😁 So I corralled Brian and away we go:
1. Most of us – or all of us – understand what fluorocarbon does as a mainline and leader, and we have our favorites. But it seems like the leader part is something many of us don't understand – like what type of fluoro is best for leaders for certain techniques. Is that fair?
> "I think that is a fair question. Fishing line in general is very...personable. People like different attributes with their line. And the same thing goes for a leader line.
> "For example, somebody fishing a very light braid is not going to want a very thick or stiff leader material. They're going to want something very thin, just like the braid they're fishing...more supple to allow lightweight baits their action. That's a prime example of when Gold Label [fluoro leader] would excel and be beneficial to an angler."
2. Other than things like toughness – like AbrazX – and overall "betterness," like Tatsu vs Red Label, what should guys be looking for in a fluoro leader?
> "The difference between a mainline and a leader line is key. A mainline is obviously intended for casting. So it's going to be a line that's more supple or has less memory to it. Meanwhile a leader line is a short section of line so the fish can't see your bait – so it has a tendency to be more abrasion-resistant, have better impact strength and better knot strength.

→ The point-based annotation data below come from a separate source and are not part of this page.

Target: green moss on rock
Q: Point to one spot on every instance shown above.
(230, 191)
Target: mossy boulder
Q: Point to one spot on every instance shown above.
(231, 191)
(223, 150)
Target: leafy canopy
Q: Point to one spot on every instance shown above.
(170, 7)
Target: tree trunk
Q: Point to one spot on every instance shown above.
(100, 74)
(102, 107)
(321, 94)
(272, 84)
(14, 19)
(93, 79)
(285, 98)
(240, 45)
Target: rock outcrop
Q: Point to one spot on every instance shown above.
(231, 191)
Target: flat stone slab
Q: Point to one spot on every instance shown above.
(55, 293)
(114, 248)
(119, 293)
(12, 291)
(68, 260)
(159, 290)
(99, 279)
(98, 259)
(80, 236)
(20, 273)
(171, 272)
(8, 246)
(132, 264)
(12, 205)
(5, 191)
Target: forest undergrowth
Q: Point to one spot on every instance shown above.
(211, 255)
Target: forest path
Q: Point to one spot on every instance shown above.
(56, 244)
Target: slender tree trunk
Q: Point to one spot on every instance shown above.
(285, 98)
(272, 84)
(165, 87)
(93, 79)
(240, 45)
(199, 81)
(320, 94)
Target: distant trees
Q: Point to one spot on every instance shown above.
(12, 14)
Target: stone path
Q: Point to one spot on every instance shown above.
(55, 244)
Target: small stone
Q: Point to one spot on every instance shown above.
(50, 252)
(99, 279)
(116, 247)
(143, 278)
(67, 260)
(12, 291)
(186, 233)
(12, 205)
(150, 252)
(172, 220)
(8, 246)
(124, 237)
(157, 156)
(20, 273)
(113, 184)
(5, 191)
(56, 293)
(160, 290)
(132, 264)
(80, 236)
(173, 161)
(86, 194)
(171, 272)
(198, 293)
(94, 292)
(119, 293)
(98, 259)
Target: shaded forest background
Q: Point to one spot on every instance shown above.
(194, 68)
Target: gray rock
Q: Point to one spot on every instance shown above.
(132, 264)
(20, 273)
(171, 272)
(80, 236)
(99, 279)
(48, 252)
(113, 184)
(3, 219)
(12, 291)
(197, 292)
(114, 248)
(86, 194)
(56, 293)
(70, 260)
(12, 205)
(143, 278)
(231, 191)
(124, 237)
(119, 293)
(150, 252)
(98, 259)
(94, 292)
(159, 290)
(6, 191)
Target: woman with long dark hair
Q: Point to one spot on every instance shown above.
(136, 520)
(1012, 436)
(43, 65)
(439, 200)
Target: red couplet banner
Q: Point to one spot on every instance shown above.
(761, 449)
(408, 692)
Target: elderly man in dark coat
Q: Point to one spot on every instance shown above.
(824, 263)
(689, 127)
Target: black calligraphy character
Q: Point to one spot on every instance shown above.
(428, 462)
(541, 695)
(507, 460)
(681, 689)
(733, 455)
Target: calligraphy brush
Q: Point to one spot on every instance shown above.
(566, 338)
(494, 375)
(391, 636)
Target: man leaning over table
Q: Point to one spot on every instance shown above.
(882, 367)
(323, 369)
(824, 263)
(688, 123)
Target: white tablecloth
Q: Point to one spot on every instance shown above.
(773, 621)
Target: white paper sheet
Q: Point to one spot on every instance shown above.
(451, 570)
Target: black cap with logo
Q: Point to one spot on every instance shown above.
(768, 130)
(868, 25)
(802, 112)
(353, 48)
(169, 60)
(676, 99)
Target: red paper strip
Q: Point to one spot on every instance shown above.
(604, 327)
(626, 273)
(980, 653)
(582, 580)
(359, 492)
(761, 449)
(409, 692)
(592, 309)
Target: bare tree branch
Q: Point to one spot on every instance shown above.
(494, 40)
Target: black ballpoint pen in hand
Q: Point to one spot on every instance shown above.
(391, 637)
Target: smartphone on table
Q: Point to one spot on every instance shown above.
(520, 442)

> "So using leader material is better [for leaders] than just using a regular mainline."
Follow-up: Should things like the conditions – water temp or wind – affect the choice of fluoro leader type, not just line size or breaking strength?
> "Fluorocarbon by nature does not absorb water and therefore wouldn't freeze. So if you experience stiffening in water that's probably because you're not using 100% fluorocarbon."
[He said wind would not be a factor.]
3. Do different fluoros handle knots differently? And what's the best direct knot and leader knot for fluoro in your opinion?
> "To my knowledge, speaking in terms of Seaguar, the different fluorocarbons we offer handle knots the same. We do offer a knot guide at Seaguar.com, but I often tell people the best one you can tie is the one you can tie with your eyes closed.
> "Personally I like a Palomar knot for tying directly to a lure, and for a braid to fluoro knot, I like a double uni or crazy Alberto. I find they're very strong and fairly easy to tie, and when tied correctly I haven't had any issues with them.
> "A lot of people swear by the FG knot...just more of an advanced knot than the average angler would spend the time to learn how to tie."
Follow-up: What about the stories about Palomar knots breaking fluoro?
> "When we launched our Flippin' series of products [no longer available], I fished with Denny Brauer [who helped design 'em]. He's a legend, he's won tons of money fishing a jig and he ties a Palomar knot.
> "When I was fishing with him, I retied a jig.... He picked up that rod, looked at it, and asked if I'd tied that Palomar knot. ...he said the knot was no good. When I was tying that knot, I crossed the lines when I was cinching it down, and that will cause [the knot] to break. He said you have to keep the lines parallel when you're cinching it down to prevent it from biting on itself and breaking.
> "I've found that lubricating the knot, pulling on the tag end slowly...prevents that from happening."